Steve has come back to that canvas again and again. The soothing grass now argues among the blades, as living grass does. The backlit trees grumble at the passage of the light. But that patch of brush still shouts over it all. It is out of character.

Crude brushwork is not the only technique that Steve has exercised in his expressive aggression. The palette knife is a favorite on boats – one thrusting boldly from a chaotic pier – and on monuments. Clouded shores and skies are summarized with thin washes that pool in gesso ridges. On trees silhouetted against sunlight, leaves dance as spatter drops.

I’ve argued with Steve without effect. He pleases his eye – and his eye is discerning. But art is a way of expressing the inner nature of things.  Rather than incomprehension, I sense a real resistance to this idea.
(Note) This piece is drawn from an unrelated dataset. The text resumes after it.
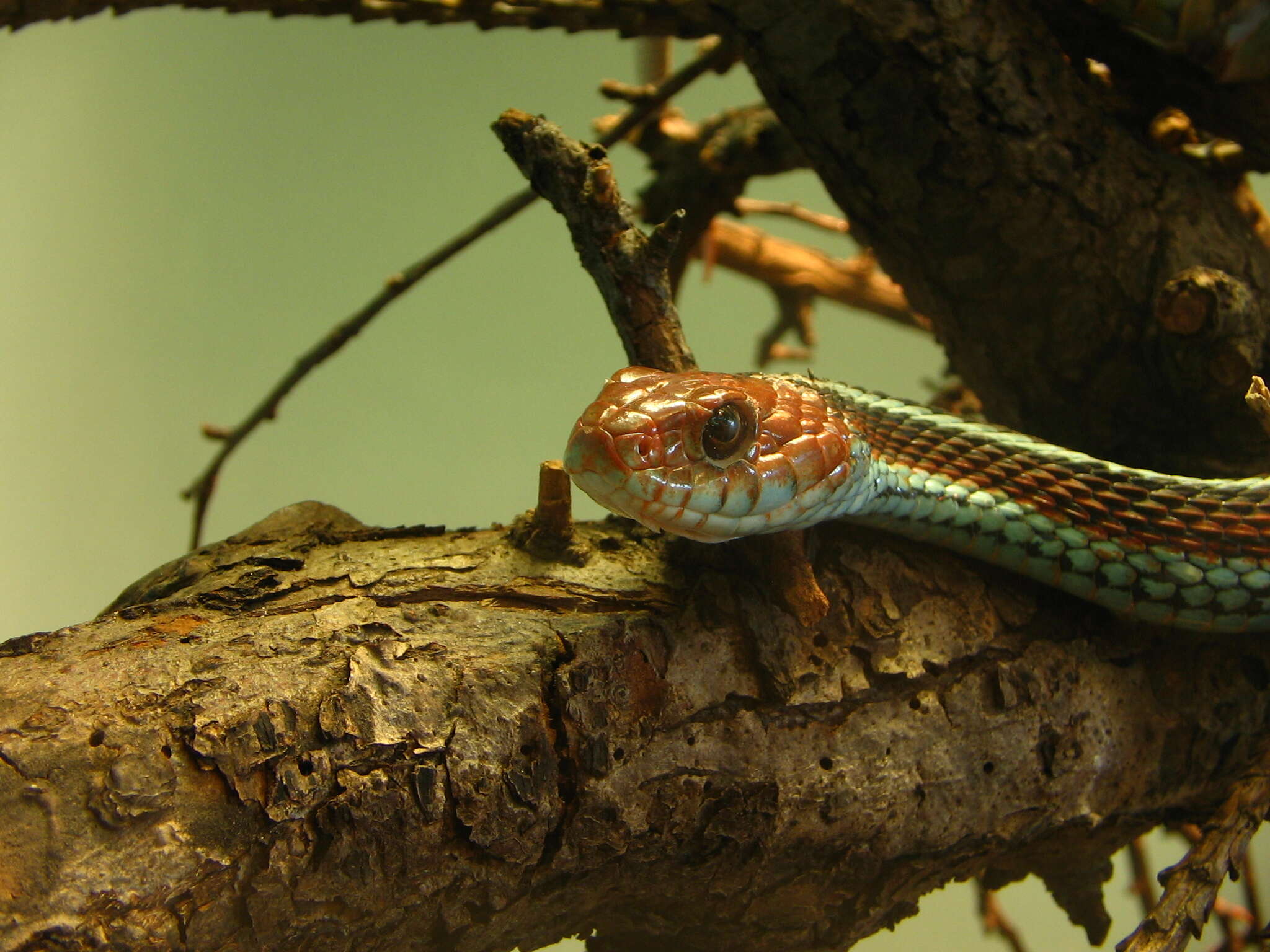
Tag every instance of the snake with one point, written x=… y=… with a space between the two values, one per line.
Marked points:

He seems to not want to reveal himself that deeply to the world.

So I was astonished when, having pulled two art boards painted on the shore with the same palette, he pulled up two more. I think he was interested in which I liked the most, and I sorted them and said: “Steve, this is absolutely amazing.”

The first, largest piece is in his original style: designed to please, but generic – almost trite. It doesn’t convey the reality of the subject but an idea of a relationship we have with nature. Nature is to soothe. Nature is to conform to our sensibilities.

WP_20170415_15_18_28_Rich

The next piece is obviously representative of a specific setting, but the textures of the paint still show the artist’s caution. Things shouldn’t bump too harshly against one another. The large fields caress one another even when they don’t yield.

CliffscapeSeen

And then the third: the action of the finger is obvious, the fog imposing itself on the rock. In the foreground the energy of the wash is suggested by in the blurred vigor of the finger’s path. The paint reveals the physical feeling of its application. The eye submits to touch.

CliffscapeFelt

And finally, the artistic sensibility completely surrenders. The elements of the scene are offered in blotches. The rough edges of the rock argue with the sky and water – the stark blue of the latter only visible as a breaker that crashes against the cliff. The brownish sunlight blares from the wash and the billowed fog. The elements express their nature in contrast each to the other.

CLiffscapeExpressed

Seeming to me, as it were, as they were before they were ever seen at all – knowing each other only as fields of force, some less obdurate, but all seeking to assert their nature.

This is not the artist’s sensibility; it is not the human response: it is the expression of things in of themselves working through the artist.